Today, pessimistic criteria have been unleashed on an already exhausted national economy as JP Morgan, another Tier 1 investment bank that is among Citigroup’s leading interbank currency traders, has publicly expressed its opinion should a domestic energy crisis emerge. In Great Britain this winter, the value of the British pound may rise to 1.14 against the US dollar.
If this were to materialize, it would put the British pound at its lowest value against the US dollar in more than two years.
Over the course of 2022, the British pound has fallen a significant 12% against the US dollar, and is therefore beginning to reflect concerns that higher gas prices will fuel inflation as economic growth slows.

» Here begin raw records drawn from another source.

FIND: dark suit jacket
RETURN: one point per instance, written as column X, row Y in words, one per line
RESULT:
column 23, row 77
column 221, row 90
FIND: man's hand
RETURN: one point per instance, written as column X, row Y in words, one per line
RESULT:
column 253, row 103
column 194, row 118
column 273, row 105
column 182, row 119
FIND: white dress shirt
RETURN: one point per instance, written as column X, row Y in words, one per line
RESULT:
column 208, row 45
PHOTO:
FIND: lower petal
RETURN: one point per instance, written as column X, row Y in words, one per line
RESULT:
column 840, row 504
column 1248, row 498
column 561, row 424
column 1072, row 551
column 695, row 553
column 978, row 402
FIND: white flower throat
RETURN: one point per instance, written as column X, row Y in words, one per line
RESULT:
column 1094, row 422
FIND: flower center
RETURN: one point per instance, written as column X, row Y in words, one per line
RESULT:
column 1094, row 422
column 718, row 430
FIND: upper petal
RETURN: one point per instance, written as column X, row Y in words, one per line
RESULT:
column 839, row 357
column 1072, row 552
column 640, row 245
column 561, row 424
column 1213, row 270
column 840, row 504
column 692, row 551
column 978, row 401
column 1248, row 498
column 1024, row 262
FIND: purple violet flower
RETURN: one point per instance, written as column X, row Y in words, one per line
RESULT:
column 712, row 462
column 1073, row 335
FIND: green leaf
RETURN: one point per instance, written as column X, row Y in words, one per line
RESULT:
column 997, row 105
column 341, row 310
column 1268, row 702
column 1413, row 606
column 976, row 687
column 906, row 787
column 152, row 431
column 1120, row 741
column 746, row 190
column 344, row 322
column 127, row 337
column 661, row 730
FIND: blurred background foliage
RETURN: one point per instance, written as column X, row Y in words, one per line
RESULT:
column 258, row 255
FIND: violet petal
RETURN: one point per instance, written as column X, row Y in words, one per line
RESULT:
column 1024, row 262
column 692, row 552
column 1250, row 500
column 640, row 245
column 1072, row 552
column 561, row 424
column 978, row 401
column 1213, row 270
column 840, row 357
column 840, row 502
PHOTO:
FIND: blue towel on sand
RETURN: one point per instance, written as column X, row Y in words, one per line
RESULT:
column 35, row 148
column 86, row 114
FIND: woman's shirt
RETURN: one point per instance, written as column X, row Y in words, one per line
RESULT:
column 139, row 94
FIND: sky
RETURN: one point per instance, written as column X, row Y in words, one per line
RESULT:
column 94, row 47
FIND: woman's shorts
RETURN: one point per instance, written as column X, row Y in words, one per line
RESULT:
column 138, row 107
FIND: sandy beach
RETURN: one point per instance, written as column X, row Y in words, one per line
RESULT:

Energy prices have become a huge issue for British households recently, with predictions that the average annual electricity bill per household could rise by £5,000 by the end of this year, while inflation and interest rate rises continue to peak. This has sparked numerous protest movements across the UK, including large groups advocating mass non-payment of energy bills to send a message to the government and energy companies that unsustainable development and fuel poverty will not be tolerated.
Such unrest is very rare in the UK and therefore shows the magnitude of the cost of living crisis and only adds further to the bearish sentiment in the minds of currency traders.
Certainly, volatility has returned to the limelight among major currencies, and according to analysts at major banks, it looks set to continue predictably for some time.